The following code performs an "optimization" by just performing code generation of a libc function apparently called __multi3
public struct Xoshiro256StarStar: RandomNumberGenerator {
private var state: (UInt64, UInt64, UInt64, UInt64)
private static func rotl(_ x: UInt64, _ k: Int32) -> UInt64 { return (x << k) | (x >> (64 - k)) }
public init(state: (UInt64, UInt64, UInt64, UInt64)) {
assert(state.0 | state.1 | state.2 | state.3 != 0)
self.state = state
}
public init(from value: UInt64) {
assert(value != 0)
self.init(state: (value, value << 1, value << 2, value << 3))
}
public mutating func next() -> UInt64 {
let result = Self.rotl(state.1 * 5, 7) * 9
let t = state.1 << 17
state.2 ^= state.0
state.3 ^= state.1
state.1 ^= state.2
state.0 ^= state.3
state.2 ^= t
state.3 = Self.rotl(state.3, 45)
return result;
}
}
How is this acceptable, the point of Embedded Swift is targeting embedded platforms, where libc may not be present.
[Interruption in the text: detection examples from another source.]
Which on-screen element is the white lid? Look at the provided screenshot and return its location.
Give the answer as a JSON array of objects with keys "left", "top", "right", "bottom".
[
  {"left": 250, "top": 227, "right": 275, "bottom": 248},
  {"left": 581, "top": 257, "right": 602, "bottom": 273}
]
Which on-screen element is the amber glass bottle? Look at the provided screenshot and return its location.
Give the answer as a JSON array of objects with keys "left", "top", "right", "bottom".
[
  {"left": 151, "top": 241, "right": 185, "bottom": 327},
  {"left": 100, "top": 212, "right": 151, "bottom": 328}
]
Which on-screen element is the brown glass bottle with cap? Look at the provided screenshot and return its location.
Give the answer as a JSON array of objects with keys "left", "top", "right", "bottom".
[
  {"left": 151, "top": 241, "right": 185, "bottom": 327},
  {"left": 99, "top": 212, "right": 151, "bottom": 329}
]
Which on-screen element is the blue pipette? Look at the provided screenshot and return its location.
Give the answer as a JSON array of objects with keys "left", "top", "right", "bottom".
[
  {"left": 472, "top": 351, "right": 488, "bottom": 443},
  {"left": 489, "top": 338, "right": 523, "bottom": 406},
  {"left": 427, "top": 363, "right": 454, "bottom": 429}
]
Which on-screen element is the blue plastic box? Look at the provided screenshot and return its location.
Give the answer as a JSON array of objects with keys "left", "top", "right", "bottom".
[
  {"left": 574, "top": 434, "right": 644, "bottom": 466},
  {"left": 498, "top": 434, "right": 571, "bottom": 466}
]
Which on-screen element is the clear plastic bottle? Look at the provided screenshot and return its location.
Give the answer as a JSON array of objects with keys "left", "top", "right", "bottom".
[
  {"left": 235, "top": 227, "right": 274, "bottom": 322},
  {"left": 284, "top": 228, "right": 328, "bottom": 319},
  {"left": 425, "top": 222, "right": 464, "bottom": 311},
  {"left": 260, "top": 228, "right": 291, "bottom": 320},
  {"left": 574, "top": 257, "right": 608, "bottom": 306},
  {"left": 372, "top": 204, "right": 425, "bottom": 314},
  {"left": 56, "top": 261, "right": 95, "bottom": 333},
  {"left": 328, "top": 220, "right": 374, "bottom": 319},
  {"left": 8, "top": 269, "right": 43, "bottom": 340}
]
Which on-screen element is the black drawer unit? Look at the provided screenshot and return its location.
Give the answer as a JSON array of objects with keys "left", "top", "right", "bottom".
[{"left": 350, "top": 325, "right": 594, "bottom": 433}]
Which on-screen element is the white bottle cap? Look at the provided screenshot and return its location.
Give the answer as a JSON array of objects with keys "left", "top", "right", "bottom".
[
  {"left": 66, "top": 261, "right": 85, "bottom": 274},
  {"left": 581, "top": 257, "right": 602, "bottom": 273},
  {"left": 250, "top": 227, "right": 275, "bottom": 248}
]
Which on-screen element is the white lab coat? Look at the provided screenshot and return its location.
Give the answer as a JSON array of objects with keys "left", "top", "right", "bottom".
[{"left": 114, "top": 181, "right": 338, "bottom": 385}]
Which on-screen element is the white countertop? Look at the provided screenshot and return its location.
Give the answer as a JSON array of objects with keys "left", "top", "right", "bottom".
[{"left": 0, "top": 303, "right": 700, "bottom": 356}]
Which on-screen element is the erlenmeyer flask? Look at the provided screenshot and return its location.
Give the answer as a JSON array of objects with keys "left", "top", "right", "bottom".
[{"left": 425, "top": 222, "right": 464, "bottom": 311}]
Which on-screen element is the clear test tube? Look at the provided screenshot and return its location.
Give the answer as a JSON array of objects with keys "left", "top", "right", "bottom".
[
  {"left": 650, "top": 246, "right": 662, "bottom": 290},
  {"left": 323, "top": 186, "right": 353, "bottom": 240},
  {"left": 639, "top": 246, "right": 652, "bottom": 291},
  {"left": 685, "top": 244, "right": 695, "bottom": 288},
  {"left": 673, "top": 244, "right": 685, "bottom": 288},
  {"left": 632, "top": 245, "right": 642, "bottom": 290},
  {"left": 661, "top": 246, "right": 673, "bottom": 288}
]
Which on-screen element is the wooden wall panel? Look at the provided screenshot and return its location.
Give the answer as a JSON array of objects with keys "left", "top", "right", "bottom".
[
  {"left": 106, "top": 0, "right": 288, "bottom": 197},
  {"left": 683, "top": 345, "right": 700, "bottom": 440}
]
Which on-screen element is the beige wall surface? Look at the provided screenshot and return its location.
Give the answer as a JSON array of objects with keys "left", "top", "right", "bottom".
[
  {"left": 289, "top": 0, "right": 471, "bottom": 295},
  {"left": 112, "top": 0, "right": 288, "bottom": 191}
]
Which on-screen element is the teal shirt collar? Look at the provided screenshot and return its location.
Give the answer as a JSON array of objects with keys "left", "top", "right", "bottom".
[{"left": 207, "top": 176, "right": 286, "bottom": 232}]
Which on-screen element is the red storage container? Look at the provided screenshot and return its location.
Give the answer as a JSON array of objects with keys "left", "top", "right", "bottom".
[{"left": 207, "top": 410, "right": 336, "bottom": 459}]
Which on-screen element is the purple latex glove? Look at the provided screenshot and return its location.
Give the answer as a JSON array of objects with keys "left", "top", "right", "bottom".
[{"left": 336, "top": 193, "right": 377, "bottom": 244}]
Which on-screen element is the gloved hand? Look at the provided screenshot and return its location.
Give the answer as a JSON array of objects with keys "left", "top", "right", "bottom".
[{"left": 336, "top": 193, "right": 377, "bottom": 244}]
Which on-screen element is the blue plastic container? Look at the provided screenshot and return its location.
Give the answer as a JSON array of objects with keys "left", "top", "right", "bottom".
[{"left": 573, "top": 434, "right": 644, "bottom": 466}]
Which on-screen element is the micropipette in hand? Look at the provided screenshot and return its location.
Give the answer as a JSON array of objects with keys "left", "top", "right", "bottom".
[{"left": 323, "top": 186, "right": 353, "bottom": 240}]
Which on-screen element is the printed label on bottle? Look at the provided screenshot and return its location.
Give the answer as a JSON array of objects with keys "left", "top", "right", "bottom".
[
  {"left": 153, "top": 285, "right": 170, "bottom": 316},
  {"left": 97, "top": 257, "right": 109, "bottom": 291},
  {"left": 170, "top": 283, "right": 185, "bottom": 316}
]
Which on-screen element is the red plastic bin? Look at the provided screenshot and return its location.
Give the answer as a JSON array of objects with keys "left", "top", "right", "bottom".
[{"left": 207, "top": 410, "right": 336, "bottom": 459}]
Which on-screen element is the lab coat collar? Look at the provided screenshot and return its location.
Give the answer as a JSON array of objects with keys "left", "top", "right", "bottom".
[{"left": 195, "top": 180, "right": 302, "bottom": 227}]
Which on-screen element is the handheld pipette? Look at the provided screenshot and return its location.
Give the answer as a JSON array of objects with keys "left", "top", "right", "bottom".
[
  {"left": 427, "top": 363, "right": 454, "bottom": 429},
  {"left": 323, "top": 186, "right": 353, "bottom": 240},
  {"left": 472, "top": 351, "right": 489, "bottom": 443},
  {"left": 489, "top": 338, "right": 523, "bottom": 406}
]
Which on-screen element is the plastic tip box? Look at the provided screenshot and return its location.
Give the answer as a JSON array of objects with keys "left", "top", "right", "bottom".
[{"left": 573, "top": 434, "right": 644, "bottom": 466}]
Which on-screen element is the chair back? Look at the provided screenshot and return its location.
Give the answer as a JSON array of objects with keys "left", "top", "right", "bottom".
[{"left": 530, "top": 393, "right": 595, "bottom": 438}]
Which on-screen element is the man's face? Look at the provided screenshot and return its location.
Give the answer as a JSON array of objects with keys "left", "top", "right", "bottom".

Why would the compiler code generate libc calls when not asked to...
Is there a flag to turn off whatever is causing this?
And why on earth would it do that anyway, I believe a function call is orders of magnitude slower than a few bitwise operations.
Embedded Swift minimizes external dependencies (i.e. functions that need to be available at link-time), but they still exist. There are generally two categories of dependencies: […] (2) functions/symbols that are implicitly added by LLVM and the compiler pipeline. […]
For (2), external dependencies are also triggered by specific code needing them, but they are somewhat lower-level patterns where it might not be obvious that such patterns should cause external dependencies: […]
multiplication/division/modulo intrinsics
[…] The user and/or the platform (via basic libraries like libc or compiler builtins) is expected to provide these well-known APIs.
I think there's a difference between memcpy and this function. It's not what I would consider "well known" api
It seems to be related to overflow checks though, using &* removes the calls (and makes more sense here anyway)
What bothers me is that to me this kind of thing should just be inlined. I see no reason to perform calls like roundf which is for example just a dedicated wasm instruction. You're effectively calling a 1 instruction function which seems incredibly inefficient.
__multi3 isn't a libc function, it comes from the C runtime (libgcc/libcompiler_rt/etc).
And why on earth would it do that anyway, I believe a function call is orders of magnitude slower than a few bitwise operations.
On most platforms (especially embedded platforms) a function call is a few cycles; a multi-word multiplication is generally more expensive,¹ and moving it out of line can be a substantial codesize (and indirectly, performance) win.
There is a (LLVM) performance bug here, namely that 64b multiply with overflow should have its own runtime binding, rather than using the 128b multiply low and then checking for overflow,² but using &* is what you really want anyway.
¹ Some embedded targets don't even have a multiplication instruction.
² We could also workaround this at the stdlib level, but it would be better to fix it in LLVM so that all languages benefit.
That makes more sense, I initially forgot that the default in Swift is to perform those checks and I got really confused where it was getting the 128 bit integers from.
It's annoying that this kind of thing can happen with very normal looking code just multiplying numbers, and I keep running into unexpected dependencies which happen to be functions I never heard of before, but I use the language on weird experimental targets so I guess that makes sense
My $0.02 here is that @Lua is completely right on the part that "innocent arithmetic in your code should not suddenly fail to link", and this observation from @scanon is relevant:
When building Mach-O files with the macOS toolchain, the toolchain containts prebuilt libcompiler_rt builtin libraries exactly for this purpose. So if LLVM decides to make a call to libcompiler_rt, that'll work just fine. If we replicate this for Wasm (include a Wasm build of libcompiler_rt in the Swift toolchain), then this should work out of the box on Wasm too. In a way, a toolchain really is incomplete if it doesn't contain libcompiler_rt.
(Of course, this is orthogonal to whether there's opportunities to improve the optimizer in LLVM.)
It doesn't have to contain libcompiler_rt specifically, but it has to link (or otherwise bundle) by default any routines that the target backed emits calls to on its own.